Two recent articles on office design for tech companies present contrasting views on the value of these “playful” workspaces. In Architects Newspaper, Sam Lubell writes:

Studio O+A’s 395 Page Mill incubator offices in Palo Alto are inset with a huge half-pipe-shaped seating area and bocce ball courts; Nichols Booth’s San Francisco offices for Zynga (makers of, among other apps, Words with Friends and Farmville) include game rooms, athletic courts, smoothie bars, and eating spaces themed on the word “Play.” Huntsman Architectural Group’s new offices for YouTube are equipped with a giant central slide. All these amenities don’t just draw talent, they keep the talent at work…

Once-derelict neighborhoods in San Francisco are turning into cool high-tech hubs, and bland office parks in Silicon Valley are becoming bastions of urbanity. And offices here, from finance companies to medical firms, are beginning to look more like tech offices, with open layouts and more communal spaces. Perhaps it’s only a matter of time before your own office starts knocking down walls and installing a ping-pong table. Yes, the rules of the iPhone are ruling your life, including how and where you work.

Contrast this with William Hanley’s essay in Architectural Record, “Welcome to Corporate Kindergarten”:

A variety of flexible workspaces and the opportunity to mix nonwork activities into office life has been shown in many studies to boost creativity, productivity, and employee satisfaction, but it also lends itself to longer hours with less of a separation between work and life outside of the office. ... But the amenities come with an expectation of an entrepreneurial fervor. The ideal employee at most tech firms possesses a geek's capacity for all-nighters fueled by free food and supported by comforts built into the office plan that take on the role of nanny. This works well if you're a borderline-antisocial single male in your 20s, but the infantilizing aesthetic of corporate day care patronizes workers who don't fit the boy-genius archetype and reinforces hours that can be downright hostile to those with children of their own. It also belittles creativity as childish…

So many companies have introduced beanbags, bleachers, or other tokens of the fun office that these gestures, which once seemed surprising, have been repeated to the point of becoming banal, sometimes laughably awkward clichés.

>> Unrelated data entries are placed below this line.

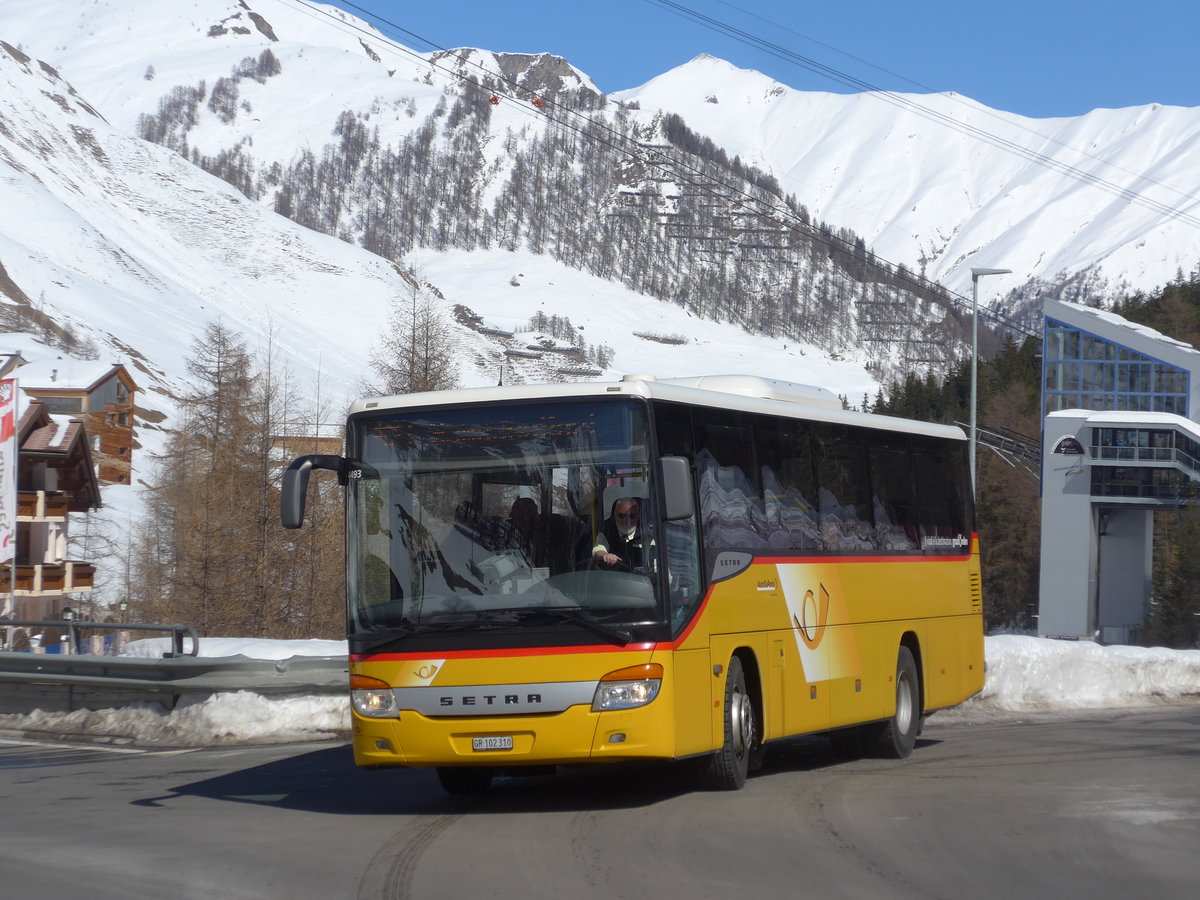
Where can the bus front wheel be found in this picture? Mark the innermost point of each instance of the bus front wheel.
(727, 768)
(895, 738)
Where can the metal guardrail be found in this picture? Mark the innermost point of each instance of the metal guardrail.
(73, 627)
(65, 682)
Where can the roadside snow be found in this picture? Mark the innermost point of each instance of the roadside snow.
(1026, 676)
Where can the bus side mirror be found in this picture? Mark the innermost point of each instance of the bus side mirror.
(294, 490)
(676, 475)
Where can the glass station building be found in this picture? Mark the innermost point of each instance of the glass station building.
(1120, 439)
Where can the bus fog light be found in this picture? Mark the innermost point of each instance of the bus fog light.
(375, 703)
(628, 688)
(372, 697)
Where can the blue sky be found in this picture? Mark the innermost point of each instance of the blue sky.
(1037, 58)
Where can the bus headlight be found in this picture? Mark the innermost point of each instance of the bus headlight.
(628, 688)
(372, 697)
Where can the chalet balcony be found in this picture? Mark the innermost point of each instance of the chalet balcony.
(42, 505)
(48, 577)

But even in their watered-down versions, these design elements signify a culture in which work and fun—along with their social and identity-forming dimensions—occur around the single valence of the office. The danger is that even if the corporate kindergarten falls out of fashion, the colonization of workers' time that it reflects will remain.

I have to admit I side with Hanley.  The supposedly free exchange of longer working hours for a more playful work environment just doesn’t seem right, for all the reasons he provides: infantilizing, not family friendly, belittling. I trace it back to Nike’s “Work Hard/Play Hard” meme of the early 1990’s, which started the erosion of free time by redefining its primary function as refreshing the employee for further work – “Work” comes first in the Nike formula. In Silicon Valley and now beyond, architecture has collapsed these two supposed opposites into one space where the flow between them can be continual. It’s less a merger of work and play than a subtle but hostile takeover.

Usually I’m a fan of AN but I have to say Lubell’s boosterism on this theme leaves me cold.  Yes, architects need work, the tech sector in the Bay Area is one of the few bright spots these days, it's big enough to be a real estate phenomenon, and the projects refreshingly invite design creativity.  But at what cost?  If, as Haley suggests, these “play-full” designs are the back door to the further loss of free time (especially once the fun elements are removed), what is the responsibility of designers for enabling it?

 

- Raphael Sperry

Raphael is director of ADPSR's Alternatives to Incarceration / Prison Design Boycott campaign and a 2012 Soros Justice Fellow.